KeywordsIDL keywords turn program features on or off. They are included on the IDL command line when the program is invoked, and are preceded by a "/" and separated by commas. For example, to choose automatic mode, and to specify that the images to be measured are from the CAT Hamilton data-taker, the user would type: hamfoc,/auto,/cat. (Note that in this example, becuase the keyword "linelist" does not appear, hamfoc assumes that a line list is to be created.) The complete keyword selection is as follows:
hamfoc,[/auto,/inter,/batch],[/shane,/cat],/linelist,/hdcpy,/silentOne, but only one, of the keywords in each of the square brackets must be included. The remainder are optional. All are described below.

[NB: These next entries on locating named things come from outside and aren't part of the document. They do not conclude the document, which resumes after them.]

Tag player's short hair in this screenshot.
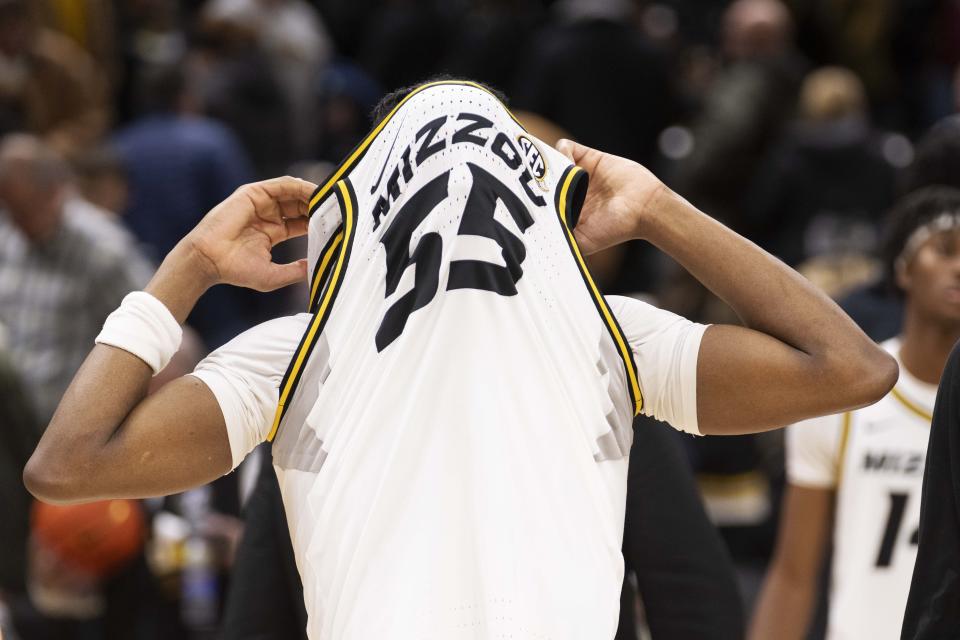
[370,74,507,126]
[899,115,960,194]
[881,185,960,294]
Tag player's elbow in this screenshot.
[23,448,92,504]
[831,343,900,410]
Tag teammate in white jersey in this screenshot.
[751,187,960,640]
[25,82,896,640]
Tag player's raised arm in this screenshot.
[558,140,897,434]
[24,178,315,502]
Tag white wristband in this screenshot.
[96,291,183,375]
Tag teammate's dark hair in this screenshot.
[899,115,960,194]
[370,74,507,126]
[881,185,960,293]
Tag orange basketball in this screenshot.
[31,500,146,578]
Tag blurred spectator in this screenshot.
[745,67,909,265]
[114,0,187,123]
[73,147,130,216]
[899,115,960,195]
[316,61,383,162]
[114,62,252,347]
[34,0,119,91]
[0,134,150,424]
[513,0,675,164]
[0,336,41,606]
[678,0,803,228]
[0,0,108,153]
[513,0,677,293]
[357,0,454,91]
[446,0,543,91]
[187,13,296,177]
[204,0,332,159]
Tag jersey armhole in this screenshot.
[267,178,357,442]
[554,165,643,416]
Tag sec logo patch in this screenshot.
[517,134,549,191]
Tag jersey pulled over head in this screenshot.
[270,81,642,638]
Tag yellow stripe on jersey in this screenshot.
[267,180,357,442]
[310,80,526,215]
[557,165,643,415]
[836,411,853,488]
[307,227,343,311]
[890,387,933,423]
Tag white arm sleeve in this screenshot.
[607,296,707,435]
[786,414,843,489]
[191,313,311,469]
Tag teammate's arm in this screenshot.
[24,178,314,502]
[557,140,897,434]
[748,484,834,640]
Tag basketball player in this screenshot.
[25,81,897,640]
[751,187,960,640]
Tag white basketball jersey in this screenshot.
[788,340,936,640]
[270,82,641,640]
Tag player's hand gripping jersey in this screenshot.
[196,82,704,640]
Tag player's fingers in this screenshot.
[237,176,316,221]
[283,218,310,239]
[257,259,307,291]
[255,176,317,202]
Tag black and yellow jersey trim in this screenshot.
[310,80,526,215]
[555,165,643,415]
[267,179,357,442]
[890,387,933,423]
[836,411,853,489]
[307,225,343,313]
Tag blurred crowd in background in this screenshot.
[0,0,960,640]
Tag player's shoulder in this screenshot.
[604,296,702,342]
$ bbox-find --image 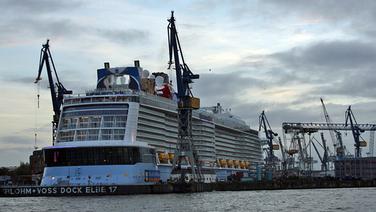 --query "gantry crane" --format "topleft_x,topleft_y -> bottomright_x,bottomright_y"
311,133 -> 329,172
35,40 -> 72,144
259,111 -> 279,169
345,105 -> 367,158
167,11 -> 201,182
320,98 -> 345,158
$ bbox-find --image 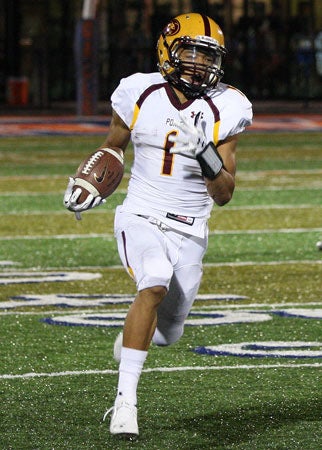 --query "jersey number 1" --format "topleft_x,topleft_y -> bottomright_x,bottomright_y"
161,131 -> 177,176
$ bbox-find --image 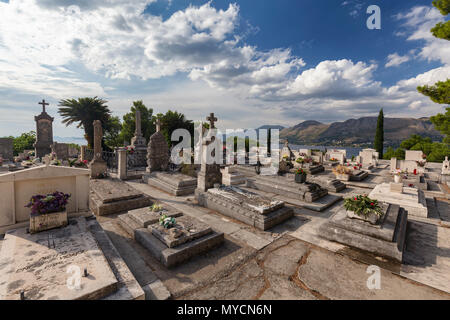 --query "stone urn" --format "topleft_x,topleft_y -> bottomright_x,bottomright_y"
295,174 -> 306,183
30,210 -> 67,233
347,211 -> 380,224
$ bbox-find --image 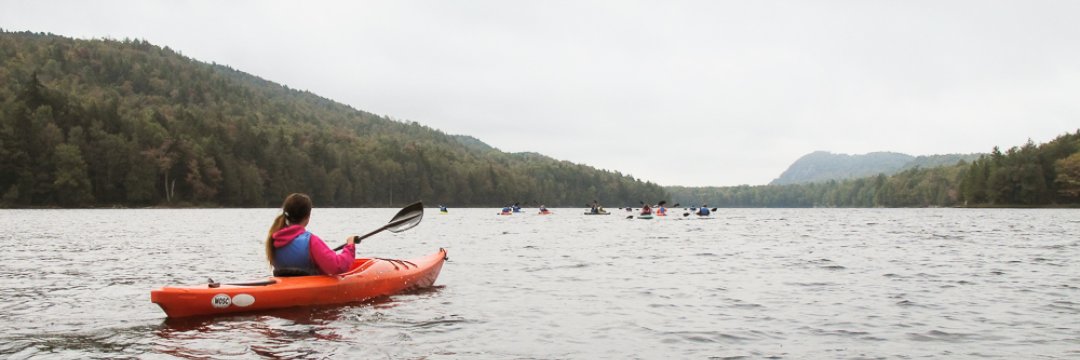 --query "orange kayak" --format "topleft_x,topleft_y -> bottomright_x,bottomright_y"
150,249 -> 446,318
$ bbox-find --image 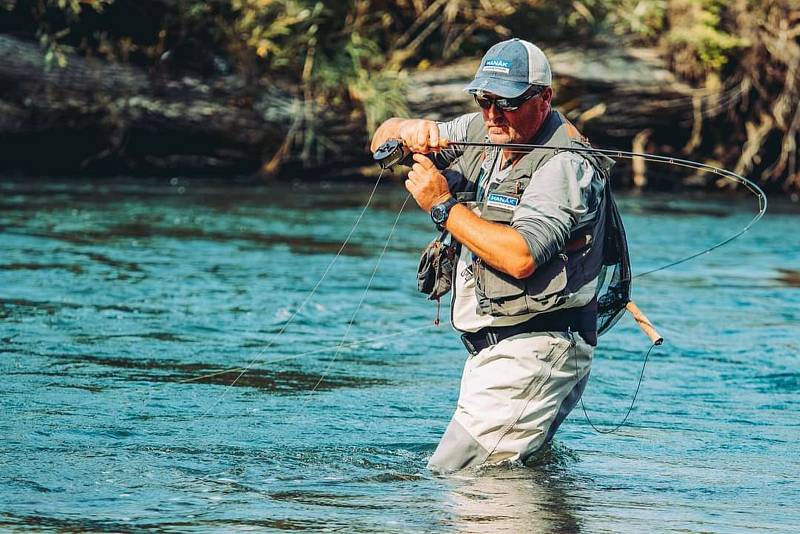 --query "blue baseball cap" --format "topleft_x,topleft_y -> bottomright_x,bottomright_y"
464,39 -> 553,98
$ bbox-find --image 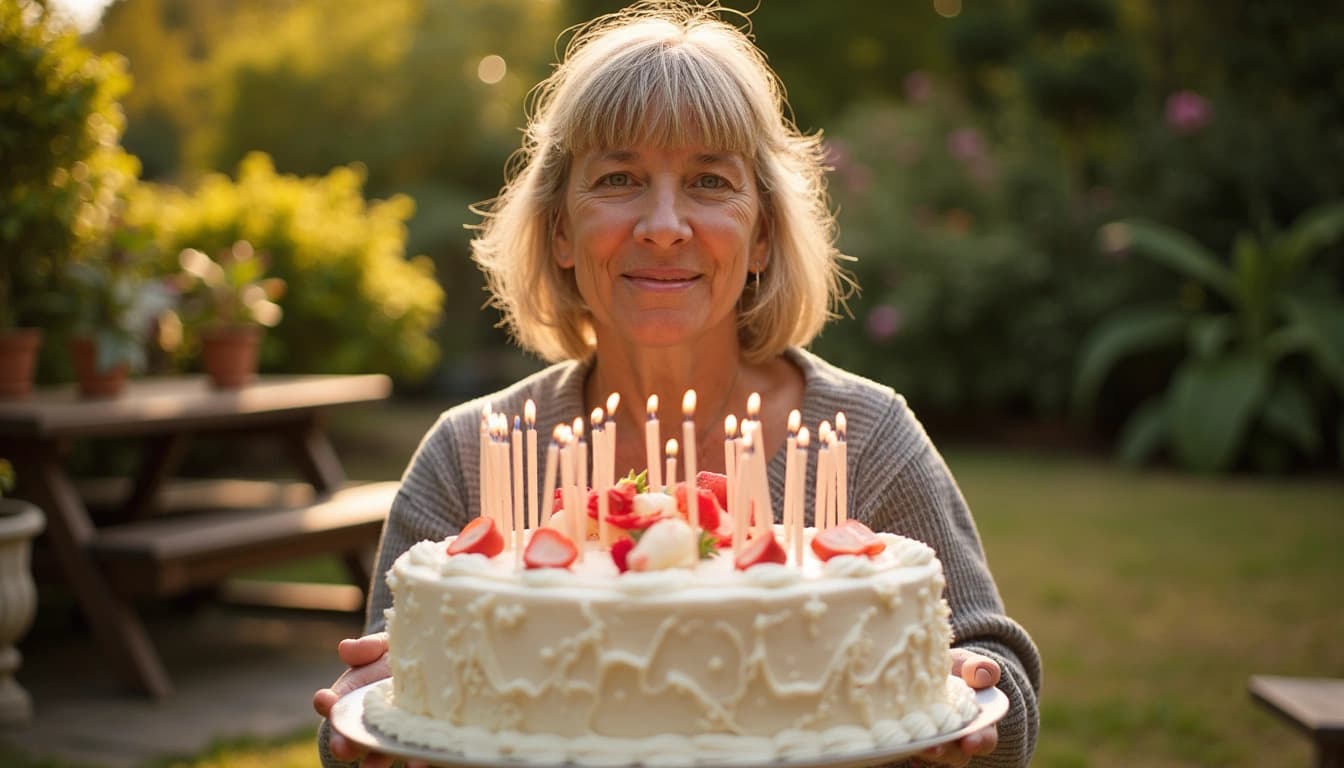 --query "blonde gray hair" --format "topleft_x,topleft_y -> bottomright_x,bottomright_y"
472,0 -> 852,362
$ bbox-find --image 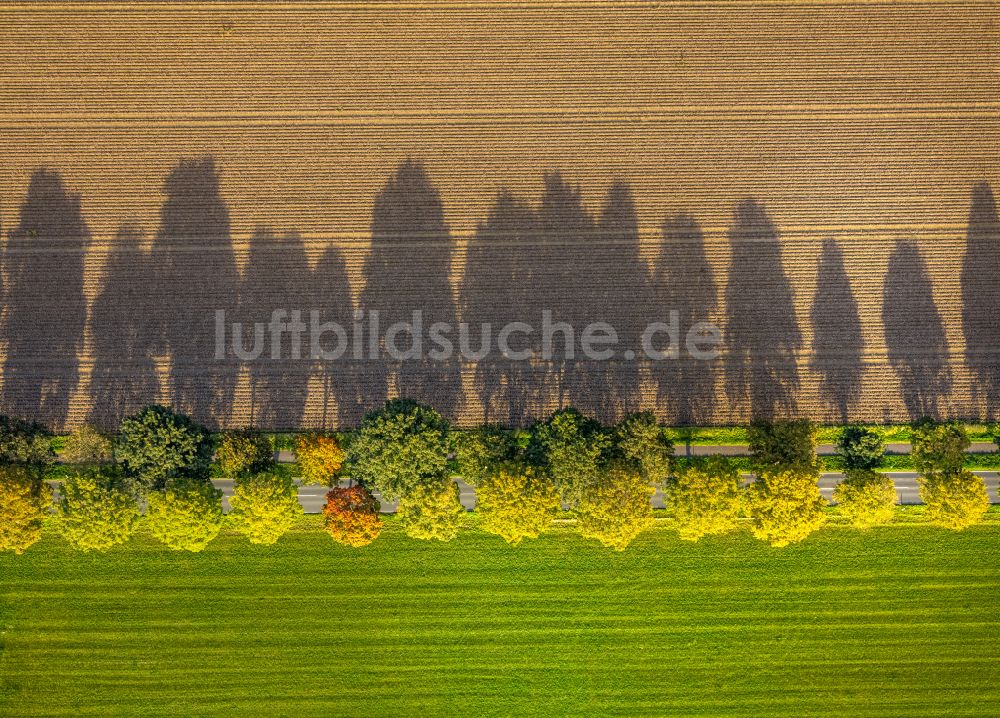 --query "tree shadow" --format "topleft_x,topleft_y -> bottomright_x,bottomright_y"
566,181 -> 653,424
654,214 -> 719,426
882,239 -> 951,419
4,168 -> 90,429
87,225 -> 159,430
526,172 -> 596,414
361,160 -> 462,418
724,199 -> 802,419
461,191 -> 538,426
810,237 -> 864,423
962,182 -> 1000,420
312,245 -> 371,426
153,157 -> 240,426
237,227 -> 313,429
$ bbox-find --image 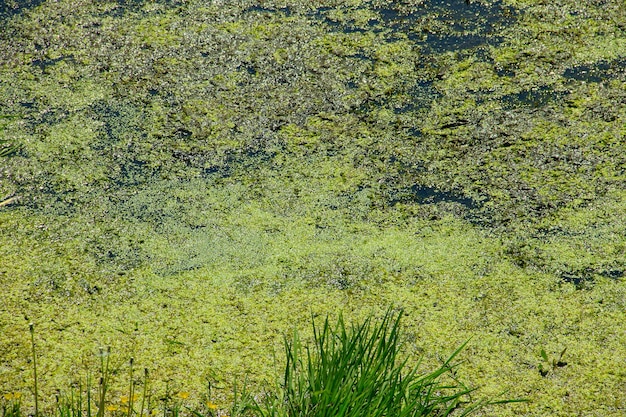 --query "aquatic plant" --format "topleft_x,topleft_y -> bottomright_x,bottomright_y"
2,310 -> 525,417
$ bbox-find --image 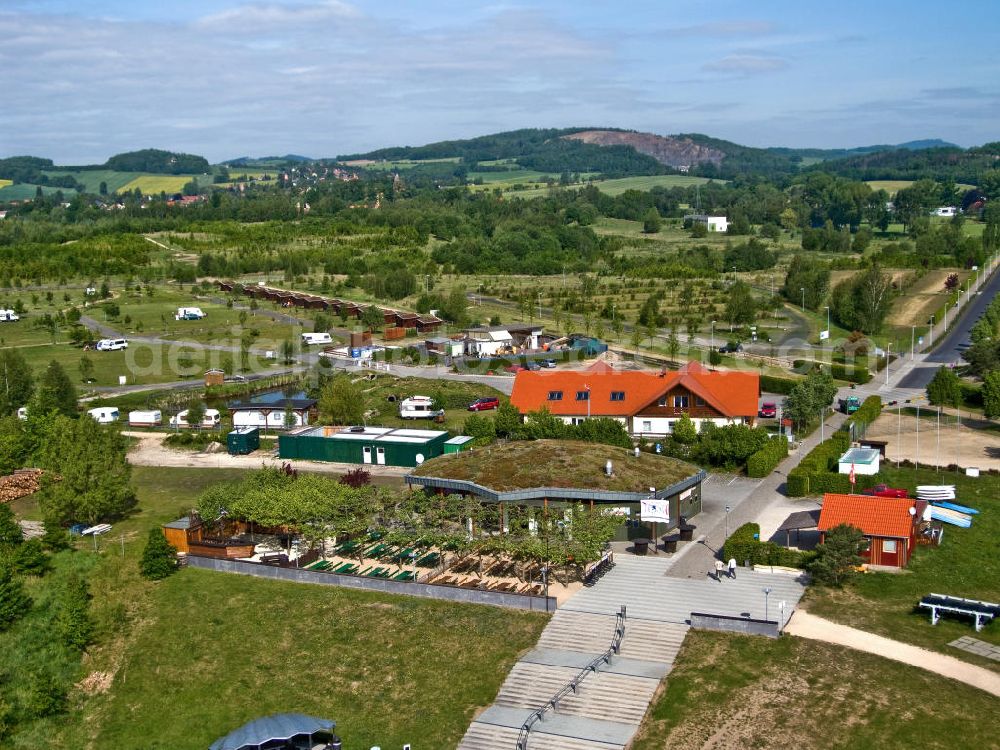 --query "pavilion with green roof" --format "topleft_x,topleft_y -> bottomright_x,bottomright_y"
405,440 -> 707,541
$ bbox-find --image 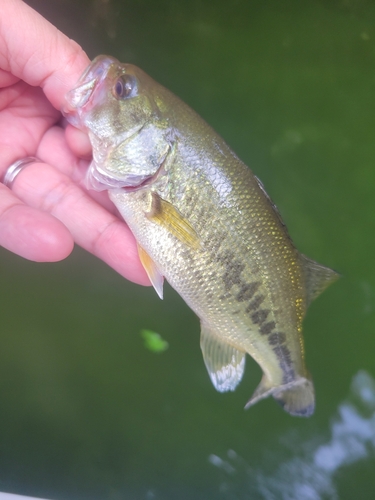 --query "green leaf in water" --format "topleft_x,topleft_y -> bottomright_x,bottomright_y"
140,330 -> 169,352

|Specifies automatic mode. If "auto" is set, the keywords "inter" or "batch" cannot be used.|
|Specifies interactive mode. If "inter" is set, the keywords "auto" or "batch" cannot be used.|
|Specifies batch mode. If "batch" is set, the keywords "auto" or "inter" cannot be used.|
|Specifies that the images to be measured will be from the Shane Hamilton data taker. Only one host keyword may be set.|
|Specifies that the images to be measured will be from the CAT Hamilton data taker. Only one host keyword may be set.|
|Specifies that an exisiting linelist will be used. The user will be prompted for its name, but it must reside on catpc in /u/user/hamilton/focus. If this keyword is used, the portion of hamfoc used to create a linelist is skipped. In the absence of this keyword, the program's linelist creation routine is automatically invoked.|
|Produces a hardcopy of the final focus plot of average FWHM vs. focus position. The plot will be directed to the printer in the 3-m readout room if using the Shane telescope, or to the CAT control room if using the CAT telescope.|
|Supresses the display of the FWHM of each line as it is measured, displaying only the average FWHM for each image. In the absence of this keyword, the row, column, peak counts, FWHM, FW@10%, and asymetry of each line is displayed for each image. "Silent" only supresses alpha-numeric display; plots are unaffected|
Focusing HintsWindowing: The Hamilton detectors are quite flat and have been carefully adjusted so as to be coplanar with the spectrograph's focal surface, Line profiles are quite consistent over the whole spectral format. Therefore, a relatively small portion of the chip provides a representative sample of lines for focusing. Considerable time can be saved by limiting the region of the chip used for focusing. By windowing the CCD, readout time is saved when making the images, and "read-in" time is saved when measuring them. For most purposes, a 500 x 500 pixel window is more than adequate.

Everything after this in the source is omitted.